St Clair Thomson (1859–1943) was a leading British laryngologist and surgeon. After training under Sir Joseph Lister, he became a prominent throat physician to King Edward VII, a Professor at King’s College Hospital, and President of the Royal Society of Medicine.

==Life==
Thomson was born at Fahan (pronounced 'Fawn'), a village in Inishowen in County Donegal on the north coast of Ulster, the northern province in Ireland, the seventh child of the five sons and three daughters of John Gibson Thomson of Ardrishaig, Argyllshire, Scotland, civil engineer, a pupil of Thomas Telford, and his wife Catherine, a daughter of John Sinclair of Lochaline, Morven, Sound of Mull. He was educated at the village school in Ardrishaig till he was ten, when he went to study at King's School, Peterborough, later gaining medical experience in general practice while apprenticed to his eldest brother William Sinclair-Thomson MD. Thomson's medical studies, started privately, continued from 1877 at King's College London. He entered King's College Hospital on 1 October 1877, the same day that Joseph Lister took up his appointment as Professor of Clinical Surgery. He gained the qualifications MRCS (Member of the Royal College of Surgeons) in 1881 and MB (Bachelor of Medicine) in 1883. He then became house surgeon to Sir Joseph Lister at King's College Hospital.

==Career==
Thomson went on to work at Queen Charlotte's Hospital and as a surgeon on ships operated by Union-Castle Line on routes to South Africa. This was followed by several years as a physician in Europe, practising medicine in Florence and St Moritz. In the early 1890s he developed his professional interests beyond general practice and turned towards the study of laryngology. Famous laryngologists he visited in Vienna included Leopold von Schrötter and Karl Stoerk, along with the Austrian otologist Ádám Politzer. He also studied with German laryngologist Gustav Killian at Freiburg.

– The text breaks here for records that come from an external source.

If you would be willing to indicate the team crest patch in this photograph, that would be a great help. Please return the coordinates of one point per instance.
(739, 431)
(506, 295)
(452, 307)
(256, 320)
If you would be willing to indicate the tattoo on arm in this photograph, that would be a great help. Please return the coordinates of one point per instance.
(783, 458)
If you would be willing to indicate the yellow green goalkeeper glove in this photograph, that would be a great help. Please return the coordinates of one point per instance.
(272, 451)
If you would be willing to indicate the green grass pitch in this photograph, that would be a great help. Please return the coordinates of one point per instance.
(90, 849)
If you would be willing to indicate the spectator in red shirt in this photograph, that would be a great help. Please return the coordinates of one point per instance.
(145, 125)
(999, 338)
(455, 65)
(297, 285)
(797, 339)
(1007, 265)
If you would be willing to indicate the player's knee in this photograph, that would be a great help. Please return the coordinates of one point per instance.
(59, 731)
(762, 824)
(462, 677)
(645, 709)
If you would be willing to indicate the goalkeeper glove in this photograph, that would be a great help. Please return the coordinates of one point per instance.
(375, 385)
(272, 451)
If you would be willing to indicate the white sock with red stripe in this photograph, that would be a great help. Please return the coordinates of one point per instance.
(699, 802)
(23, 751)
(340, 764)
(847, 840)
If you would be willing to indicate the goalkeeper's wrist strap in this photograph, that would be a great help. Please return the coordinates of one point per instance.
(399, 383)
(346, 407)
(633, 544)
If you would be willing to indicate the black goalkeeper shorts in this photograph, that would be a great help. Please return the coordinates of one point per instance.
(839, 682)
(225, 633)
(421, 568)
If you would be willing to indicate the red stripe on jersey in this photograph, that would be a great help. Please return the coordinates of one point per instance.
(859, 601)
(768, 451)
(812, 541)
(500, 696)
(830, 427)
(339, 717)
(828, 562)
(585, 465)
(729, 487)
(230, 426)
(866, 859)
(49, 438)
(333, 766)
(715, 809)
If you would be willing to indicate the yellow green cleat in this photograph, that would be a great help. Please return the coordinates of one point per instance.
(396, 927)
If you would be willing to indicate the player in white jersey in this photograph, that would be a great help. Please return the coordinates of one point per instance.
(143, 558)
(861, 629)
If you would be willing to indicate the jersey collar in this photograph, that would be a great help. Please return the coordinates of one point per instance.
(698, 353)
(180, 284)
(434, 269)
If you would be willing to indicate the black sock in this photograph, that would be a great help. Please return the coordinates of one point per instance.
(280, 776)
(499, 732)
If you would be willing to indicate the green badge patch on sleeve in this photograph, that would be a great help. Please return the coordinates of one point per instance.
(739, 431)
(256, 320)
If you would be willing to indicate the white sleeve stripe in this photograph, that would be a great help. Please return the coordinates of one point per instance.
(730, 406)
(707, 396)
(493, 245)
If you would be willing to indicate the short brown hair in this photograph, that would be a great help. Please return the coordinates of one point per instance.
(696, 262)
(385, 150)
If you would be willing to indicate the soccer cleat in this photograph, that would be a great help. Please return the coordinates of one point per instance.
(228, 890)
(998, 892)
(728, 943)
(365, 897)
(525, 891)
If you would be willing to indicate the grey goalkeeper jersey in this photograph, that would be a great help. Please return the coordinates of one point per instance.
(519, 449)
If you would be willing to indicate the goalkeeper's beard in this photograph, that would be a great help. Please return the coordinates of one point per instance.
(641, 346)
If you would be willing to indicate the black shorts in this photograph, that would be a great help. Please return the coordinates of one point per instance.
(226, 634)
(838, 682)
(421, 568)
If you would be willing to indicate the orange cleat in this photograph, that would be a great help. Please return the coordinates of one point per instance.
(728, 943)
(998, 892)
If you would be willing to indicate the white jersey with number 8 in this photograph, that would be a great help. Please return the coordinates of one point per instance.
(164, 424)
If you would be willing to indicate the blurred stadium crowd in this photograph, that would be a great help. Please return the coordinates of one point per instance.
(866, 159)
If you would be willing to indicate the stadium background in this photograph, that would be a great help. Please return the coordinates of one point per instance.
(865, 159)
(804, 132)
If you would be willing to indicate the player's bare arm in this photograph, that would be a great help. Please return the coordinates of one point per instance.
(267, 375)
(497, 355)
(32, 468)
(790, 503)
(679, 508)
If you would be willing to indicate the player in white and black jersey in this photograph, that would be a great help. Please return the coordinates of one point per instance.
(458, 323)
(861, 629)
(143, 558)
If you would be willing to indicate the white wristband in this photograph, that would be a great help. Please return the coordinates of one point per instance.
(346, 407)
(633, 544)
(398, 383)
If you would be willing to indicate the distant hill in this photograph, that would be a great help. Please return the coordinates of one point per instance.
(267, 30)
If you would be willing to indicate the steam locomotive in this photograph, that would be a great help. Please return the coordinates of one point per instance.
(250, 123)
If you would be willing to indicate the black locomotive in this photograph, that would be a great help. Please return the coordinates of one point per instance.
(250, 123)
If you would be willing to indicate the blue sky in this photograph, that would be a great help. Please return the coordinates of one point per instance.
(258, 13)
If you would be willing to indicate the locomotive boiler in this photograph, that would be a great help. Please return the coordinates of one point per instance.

Thomson established himself as a consultant laryngologist following his return to London in 1893. After obtaining the further qualification FRCS (Fellow of the Royal College of Surgeons), he lectured in medicine, carried out research, and helped edit the journal The Laryngoscope. His career in medicine and his chosen speciality advanced from surgeon (at the Royal Ear Hospital) and physician (at the Throat Hospital in Golden Square) to FRCP (1903) and "physician in charge" at King's College Hospital in 1905, culminating in the post of professor of laryngology at King's in 1908. Another peak of his career was his appointment as throat physician to King Edward VII. Thomson was knighted in 1912. During the First World War he was appointed a Commander of the Order of Leopold for services to Belgium. After his retirement from medical practice at King's in 1924, he held positions at the Royal College of Physicians as examiner and member of the council. He lectured on tuberculosis of the larynx, and received the 1936 Weber-Parkes Medal for his tuberculosis research. Thomson also lectured and wrote on the subject of Shakespeare and medicine.

Major publications that Thomson authored or co-authored included Diseases of the Nose and Throat (1911) and Cancer of the Larynx (1930). Professional societies in which he held positions included the Medical Society of London (President in 1915-16) and the British Medical Association. He was also president of the Royal Society of Medicine from 1925 to 1927 and president of its History of Medicine Section from 1933 to 1935.

Thomson had married in 1901, but his wife Isabella died less than five years later in 1905. Thomson never remarried. His home in Wimpole Street in London, kept by his elder sister Matilda (Maud) Louisa Sinclair-Thomson, housed his collection of Shakespearian prints, miniatures and pharmacy jars. Photographic portraits of Thomson, taken in 1938 by British photographer Howard Coster, are held at the National Portrait Gallery. Having settled in Scotland following wartime damage to his London home, Thomson was killed in a street accident in Edinburgh on 29 January 1943 at the age of 83.